On 11/12/2013 9:03 PM, Viktor Dukhovni wrote:
On Wed, Dec 11, 2013 at 08:42:29PM +1100, Mark Jamsek wrote:
And, the glaringly obvious absence of SMTP auth mechanisms:
220 mail.bsdbox.co ESMTP Postfix
ehlo bsdbox.co
250-mail.bsdbox.co
250-STARTTLS
Only when not using TLS.
I'm not sure I understand what you mean here. I am using TLS, and
there is no SMTP authentication.
You're not "using" TLS in the above session. The server supports
TLS, but "telnet host 25" does not *use* TLS. To really use TLS
you need a client program that supports TLS. I use "posttls-finger"
(because I wrote it to suit my needs).
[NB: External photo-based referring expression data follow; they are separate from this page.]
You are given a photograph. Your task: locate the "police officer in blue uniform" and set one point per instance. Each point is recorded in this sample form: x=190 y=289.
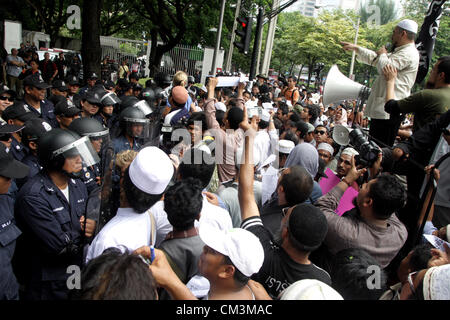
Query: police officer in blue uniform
x=9 y=232
x=34 y=98
x=17 y=114
x=134 y=129
x=34 y=129
x=99 y=136
x=50 y=210
x=91 y=80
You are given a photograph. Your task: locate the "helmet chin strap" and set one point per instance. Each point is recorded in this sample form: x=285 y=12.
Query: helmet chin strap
x=72 y=175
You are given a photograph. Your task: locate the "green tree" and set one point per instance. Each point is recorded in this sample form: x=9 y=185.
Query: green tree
x=387 y=11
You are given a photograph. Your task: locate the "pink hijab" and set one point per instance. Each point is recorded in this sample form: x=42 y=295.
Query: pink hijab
x=343 y=119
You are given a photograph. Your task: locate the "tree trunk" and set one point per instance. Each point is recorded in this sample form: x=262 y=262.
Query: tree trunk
x=90 y=44
x=300 y=73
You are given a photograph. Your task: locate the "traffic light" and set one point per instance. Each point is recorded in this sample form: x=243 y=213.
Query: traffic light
x=244 y=30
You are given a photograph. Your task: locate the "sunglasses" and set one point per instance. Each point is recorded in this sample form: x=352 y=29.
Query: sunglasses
x=5 y=137
x=411 y=281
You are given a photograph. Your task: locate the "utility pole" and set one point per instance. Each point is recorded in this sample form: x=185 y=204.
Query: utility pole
x=269 y=41
x=233 y=35
x=219 y=36
x=256 y=44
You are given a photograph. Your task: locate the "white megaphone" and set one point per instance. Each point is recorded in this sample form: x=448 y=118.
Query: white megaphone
x=338 y=87
x=341 y=134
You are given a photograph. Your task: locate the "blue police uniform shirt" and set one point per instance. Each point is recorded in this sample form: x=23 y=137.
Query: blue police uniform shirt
x=33 y=163
x=9 y=232
x=89 y=175
x=52 y=235
x=121 y=144
x=47 y=112
x=18 y=150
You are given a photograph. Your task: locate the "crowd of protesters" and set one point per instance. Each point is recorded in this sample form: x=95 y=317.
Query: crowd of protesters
x=186 y=190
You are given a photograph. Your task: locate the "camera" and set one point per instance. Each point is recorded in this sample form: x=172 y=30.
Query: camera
x=368 y=150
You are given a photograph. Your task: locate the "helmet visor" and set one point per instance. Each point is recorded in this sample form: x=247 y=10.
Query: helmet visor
x=138 y=128
x=144 y=107
x=81 y=147
x=98 y=139
x=110 y=99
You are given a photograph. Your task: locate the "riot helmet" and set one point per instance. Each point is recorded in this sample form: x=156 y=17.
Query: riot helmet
x=89 y=127
x=163 y=79
x=134 y=123
x=58 y=145
x=132 y=101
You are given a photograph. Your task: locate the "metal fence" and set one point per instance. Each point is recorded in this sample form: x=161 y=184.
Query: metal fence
x=186 y=58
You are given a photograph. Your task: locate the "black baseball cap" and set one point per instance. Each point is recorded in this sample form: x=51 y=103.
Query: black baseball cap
x=60 y=85
x=66 y=108
x=73 y=80
x=92 y=75
x=18 y=111
x=93 y=97
x=35 y=80
x=9 y=128
x=5 y=89
x=109 y=85
x=10 y=167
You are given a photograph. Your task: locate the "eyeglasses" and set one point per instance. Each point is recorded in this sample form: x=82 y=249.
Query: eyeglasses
x=411 y=281
x=5 y=137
You could make some progress
with "openssl s_client -starttls smtp -connect somehost:25", though
the latter shows less SMTP oriented output, you don't have to
compile it from source.
$ posttls-finger "[mail.bsdbox.co]"
posttls-finger: Connected to mail.bsdbox.co[110.146.148.136]:25
posttls-finger: < 220 mail.bsdbox.co ESMTP Postfix
posttls-finger: > EHLO amnesiac.example
posttls-finger: < 250-mail.bsdbox.co
posttls-finger: < 250-PIPELINING
posttls-finger: < 250-SIZE 10240000
posttls-finger: < 250-VRFY
posttls-finger: < 250-ETRN
posttls-finger: < 250-STARTTLS
posttls-finger: < 250-ENHANCEDSTATUSCODES
posttls-finger: < 250-8BITMIME
posttls-finger: < 250 DSN
posttls-finger: > STARTTLS
posttls-finger: < 220 2.0.0 Ready to start TLS
posttls-finger: mail.bsdbox.co[110.146.148.136]:25 Matched CommonName
mail.bsdbox.co
posttls-finger: certificate verification failed for
mail.bsdbox.co[110.146.148.136]:25: self-signed certificate
posttls-finger: mail.bsdbox.co[110.146.148.136]:25:
subject_CN=mail.bsdbox.co, issuer_CN=mail.bsdbox.co,
fingerprint=26:79:C0:78:CE:0E:DE:7C:83:6C:32:D4:4F:02:EF:72:51:2B:08:7A,
pkey_fingerprint=80:B8:24:5B:EF:E4:B9:44:E9:EC:A6:40:0C:6A:6C:D7:9C:5E:B0:6F
posttls-finger: Untrusted TLS connection established to
mail.bsdbox.co[110.146.148.136]:25: TLSv1 with cipher DHE-RSA-AES256-SHA
(256/256 bits)
posttls-finger: > EHLO amnesiac.example
posttls-finger: < 250-mail.bsdbox.co
posttls-finger: < 250-PIPELINING
posttls-finger: < 250-SIZE 10240000
posttls-finger: < 250-VRFY
posttls-finger: < 250-ETRN
posttls-finger: < 250-AUTH PLAIN LOGIN
posttls-finger: < 250-AUTH=PLAIN LOGIN
posttls-finger: < 250-ENHANCEDSTATUSCODES
posttls-finger: < 250-8BITMIME
posttls-finger: < 250 DSN
posttls-finger: > QUIT
posttls-finger: < 221 2.0.0 Bye
It sure offers AUTH (PLAIN and LOGIN) to clients that use TLS.
On Wed, Dec 11, 2013 at 08:58:10PM +1100, Mark Jamsek wrote:
Wait. I think I understand what you're saying: my ISP perhaps blocks
my connections, so I need to use them as my $relayhost? Is it
possible to work around this somehow? I would rather not relay my
mail through my ISP.
Now you're beginning to see the light. No you can't bypass the
ISP filter. Either they are willing to turn the filter off for
you, or you need to relay through their submission service.
http://www.postfix.org/SOHO_README.html
http://www.postfix.org/SASL_README.html
http://www.postfix.org/OVERVIEW.html
http://www.postfix.org/BASIC_CONFIGURATION_README.html
http://www.postfix.org/DEBUG_README.html
http://www.postfix.org/QSHAPE_README.html
Thank you, sir! Using the $relayhost option to relay through my ISP has
worked! I can't believe I didn't at least try that already. And,
overlooking that I configured auth to only commence AFTER TLS, I
foolishly expected auth mechanisms to be apparent using telnet (25). And
thank you, again, for those links; I'll read them tonight and draft a
letter to my ISP to request disabling the filter. Running your own mail
server only to relay mail through a third party sort of defeats the
purpose of running your own mail server.
n.b. Please forgive my elementary requests for help -- I am really
really new to this. Thanks again, Viktor. Much appreciated, my friend.
While I have your ear, do you know if Postfix developers take bitcoin
donations? I'd love to contribute something to this great FOSS service.